If you haven’t had the opportunity to partake in dim sum yet, stop what you’re doing.  I mean it – stop surfing the internet, stop reading this post, just get up and go now.

I’ve wanted to try dim sum for quite some time – I had ample opportunity in London when I was studying abroad, and I simply never had time to go when my flatmates were heading to their favorite dim sum restaurant.  Then Boyfriend’s roommates ordered it during my accidentally-extended stay in Boston during a snowstorm, and it’s been haunting my thoughts ever since.  Since I’ve also been pining away for a trip to NYC for the day, I decided that while Boyfriend was home for the week, I’d better take advantage and drag his butt to Chinatown.

Did I mention he’s never been to Canal Street?  You can imagine the hilarity when I neglected to warn him about what he was walking into until moments before we stepped off the subway.  He was, to put it mildly, overwhelmed.  And also, entertained – especially when the police sirens started and the, um, vendors frantically tucked their wares into suitcases and shuffled quickly down the street.

But anyway – back to the dim sum.  For those of you that are unfamiliar, dim sum is like Chinese tapas, except that it generally happens in the morning.  The idea is that rather than ordering off of a menu, the dishes are circulated around the restaurant on carts pushed by waitresses who stamp your “check” to indicate what you’ve eaten.  The dishes are all small plates – generally 3-4 of each offering, depending upon what the dish is.
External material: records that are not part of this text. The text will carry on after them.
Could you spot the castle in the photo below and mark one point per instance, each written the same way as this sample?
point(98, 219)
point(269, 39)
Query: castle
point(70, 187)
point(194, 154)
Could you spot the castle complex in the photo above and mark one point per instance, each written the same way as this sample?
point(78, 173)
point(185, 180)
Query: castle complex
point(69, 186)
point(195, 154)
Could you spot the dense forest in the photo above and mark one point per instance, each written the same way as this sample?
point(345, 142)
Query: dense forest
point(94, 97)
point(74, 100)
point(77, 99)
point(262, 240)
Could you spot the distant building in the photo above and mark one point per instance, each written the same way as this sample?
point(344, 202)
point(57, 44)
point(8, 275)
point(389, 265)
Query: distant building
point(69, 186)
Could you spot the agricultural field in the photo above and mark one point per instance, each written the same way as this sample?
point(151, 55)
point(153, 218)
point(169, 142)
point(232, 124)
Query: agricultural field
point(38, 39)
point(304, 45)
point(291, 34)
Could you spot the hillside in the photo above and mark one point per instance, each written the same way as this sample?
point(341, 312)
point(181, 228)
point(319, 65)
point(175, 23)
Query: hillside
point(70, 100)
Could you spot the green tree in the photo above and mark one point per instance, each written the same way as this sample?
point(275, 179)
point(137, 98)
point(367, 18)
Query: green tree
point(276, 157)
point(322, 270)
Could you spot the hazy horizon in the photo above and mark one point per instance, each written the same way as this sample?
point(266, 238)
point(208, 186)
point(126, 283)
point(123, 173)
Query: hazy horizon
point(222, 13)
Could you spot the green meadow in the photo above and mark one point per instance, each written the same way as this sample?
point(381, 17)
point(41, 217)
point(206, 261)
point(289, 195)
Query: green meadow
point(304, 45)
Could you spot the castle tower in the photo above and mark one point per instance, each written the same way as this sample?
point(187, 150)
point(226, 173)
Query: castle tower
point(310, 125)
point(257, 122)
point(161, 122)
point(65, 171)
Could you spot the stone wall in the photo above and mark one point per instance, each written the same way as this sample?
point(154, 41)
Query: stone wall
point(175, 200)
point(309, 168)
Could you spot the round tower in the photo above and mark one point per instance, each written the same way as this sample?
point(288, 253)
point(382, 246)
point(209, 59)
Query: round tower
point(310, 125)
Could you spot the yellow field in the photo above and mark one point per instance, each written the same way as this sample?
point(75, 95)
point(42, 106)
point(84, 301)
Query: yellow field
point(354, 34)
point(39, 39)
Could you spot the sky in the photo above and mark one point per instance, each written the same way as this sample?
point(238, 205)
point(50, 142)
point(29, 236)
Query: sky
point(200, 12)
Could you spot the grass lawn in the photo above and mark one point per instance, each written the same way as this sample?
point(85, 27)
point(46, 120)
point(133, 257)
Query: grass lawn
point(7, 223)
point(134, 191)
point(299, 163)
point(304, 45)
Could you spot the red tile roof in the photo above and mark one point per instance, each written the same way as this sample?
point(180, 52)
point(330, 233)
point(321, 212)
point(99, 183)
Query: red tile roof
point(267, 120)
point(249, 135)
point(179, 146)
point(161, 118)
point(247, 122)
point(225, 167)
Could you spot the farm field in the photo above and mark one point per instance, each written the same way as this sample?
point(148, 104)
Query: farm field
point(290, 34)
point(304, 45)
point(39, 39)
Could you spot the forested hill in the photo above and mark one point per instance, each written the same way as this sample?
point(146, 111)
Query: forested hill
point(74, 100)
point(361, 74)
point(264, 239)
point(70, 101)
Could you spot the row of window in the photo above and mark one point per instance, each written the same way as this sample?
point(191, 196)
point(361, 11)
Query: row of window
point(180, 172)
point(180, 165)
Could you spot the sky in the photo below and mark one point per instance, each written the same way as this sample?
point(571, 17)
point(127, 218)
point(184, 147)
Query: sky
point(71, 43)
We opted for the enormous Jing Fong dim sum hall in Chinatown for our first experience, mostly because it got the best recommendations on the websites I read.  Also, it’s huge, elaborate, and reportedly delicious.

Still, I wasn’t prepared for its size.  The line outside was daunting, and while it encouraged us that so many people were willing to wait, I was hungry and I wasn’t about to wait an hour to eat my vegetable dumplings.  I was skeptical when the hostess told me it would be only 15 minutes, but I took our scrap of paper with the number 72 (as she called number 40 to be seated) and stood quietly in the corner.  And honestly?  If we waited 10 minutes, I’d be surprised.  They whipped right through the 32 groups in front of us, and before we knew it, we were premitted to go up the escalator with the other lucky diners.  That’s right.  I said escalator.  It’s that enormous.  We were seated with a group of 5 charming Long Islanders, whose 10 years of dim sum experience were greatly appreciated by both myself and Boyfriend.

As for the food – well, let’s just say, I’ll be going back soon.  Not only was everything delicious, unique, and so cheap, but the experience itself was invaluable.  So festive, so original – by far one of the coolest restaurants I’ve ever been to.  I may not have tried the tripe or chicken feet this trip, but hey – baby steps.  It’s not like it’s the last time I’ll be enjoying dim sum.